Doch auch an der Lehre ist die Corona-Krise in den vergangenen zwei Jahren nicht spurlos vorbei gegangen, wie die Zahlen der Lehrlingsstatistik von 2020 belegen. Es kam zu einem Rückgang von fast 1,8 Prozent hinsichtlich der Lehrlinge im Land. Die Gründe dafür sind mannigfaltig: Fehlende Schnuppermöglichkeiten und die durch die Pandemie bedingte Unsicherheit bei den Betrieben, aber auch der eingeschränkte Schulbetrieb und das damit einhergehende fehlende Angebot der Berufsorientierung haben sich negativ auf die Anzahl der neuen Lehrverträge ausgewirkt. „Die für die Jugendlichen gerade während der Phase der Berufsfindung wichtige Unterstützungsstruktur hat stark unter der Pandemie gelitten, so konnten beispielsweise nur vereinzelt Schnuppertage in den Betrieben stattfinden und auch die Lehrlingsmessen mussten abgesagt werden. Damit hat aber die persönliche Begegnung zwischen den Jugendlichen und den Ausbildungsbetrieben vielfach einfach gefehlt“, informiert Jenny. Die Entwicklungen 2021 sind aber wieder erfreulicher, bis 26. November wurden bei der Lehrlingsstelle 2911 angemeldet.

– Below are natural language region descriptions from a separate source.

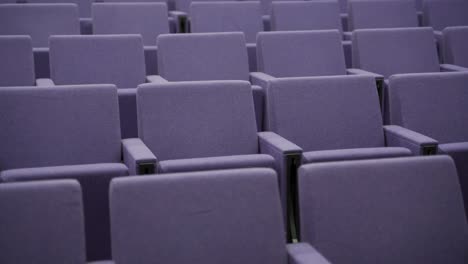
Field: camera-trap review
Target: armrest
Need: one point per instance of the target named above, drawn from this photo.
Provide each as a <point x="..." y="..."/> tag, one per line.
<point x="304" y="253"/>
<point x="397" y="136"/>
<point x="44" y="82"/>
<point x="452" y="68"/>
<point x="260" y="79"/>
<point x="155" y="79"/>
<point x="138" y="157"/>
<point x="287" y="156"/>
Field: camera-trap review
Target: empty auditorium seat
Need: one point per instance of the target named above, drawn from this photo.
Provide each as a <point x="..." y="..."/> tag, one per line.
<point x="434" y="105"/>
<point x="403" y="210"/>
<point x="308" y="15"/>
<point x="67" y="132"/>
<point x="207" y="56"/>
<point x="17" y="62"/>
<point x="455" y="45"/>
<point x="381" y="14"/>
<point x="147" y="19"/>
<point x="396" y="51"/>
<point x="231" y="216"/>
<point x="441" y="14"/>
<point x="221" y="16"/>
<point x="42" y="222"/>
<point x="114" y="59"/>
<point x="39" y="21"/>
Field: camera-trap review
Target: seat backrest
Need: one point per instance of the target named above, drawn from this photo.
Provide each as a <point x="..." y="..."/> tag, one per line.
<point x="300" y="53"/>
<point x="326" y="113"/>
<point x="435" y="105"/>
<point x="197" y="119"/>
<point x="455" y="43"/>
<point x="305" y="15"/>
<point x="384" y="211"/>
<point x="55" y="126"/>
<point x="39" y="21"/>
<point x="203" y="56"/>
<point x="382" y="14"/>
<point x="147" y="19"/>
<point x="17" y="62"/>
<point x="211" y="217"/>
<point x="229" y="16"/>
<point x="441" y="14"/>
<point x="115" y="59"/>
<point x="395" y="50"/>
<point x="84" y="6"/>
<point x="42" y="222"/>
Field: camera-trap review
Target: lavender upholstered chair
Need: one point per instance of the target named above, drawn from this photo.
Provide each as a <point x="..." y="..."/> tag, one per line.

Das ist ein Plus von 2,5 Prozent. Die positive Tendenz zeigt sich auch bei den Lehrlingen im ersten Lehrjahr. 2021 absolvieren 2003 Jugendliche ihr erstes Lehrjahr, 2020 waren es im Vergleich 1977, das ergibt ein Plus von 1,3 Prozent. Weiterhin ungebrochen ist das Engagement der Ausbildungsbetriebe im Land. 1849 heimische Unternehmen bilden derzeit Lehrlinge aus. Das sind um 34 mehr als noch im vergangenen Jahr. „Alle relevanten Indikatoren zeigen im Vergleich mit dem vergangenen Jahr eine positive Steigerung“, erklärt WKV-Direktor Jenny. 

Fachkräfte von morgen

Bestens ausgebildete Fachkräfte sind das Fundament einer erfolgreichen Wirtschaft. Mit der Lehre wird dem großen Bedarf an qualifizierten Mitarbeitenden Rechnung getragen. Diesen Ausbildungsweg gilt es aber hinsichtlich des stetig steigenden Fachkräftemangels, der sich durch alle Branchen zieht, weiter zu forcieren, um den Wirtschaftsstandort Vorarlberg auch in Zukunft wettbewerbsfähig zu halten.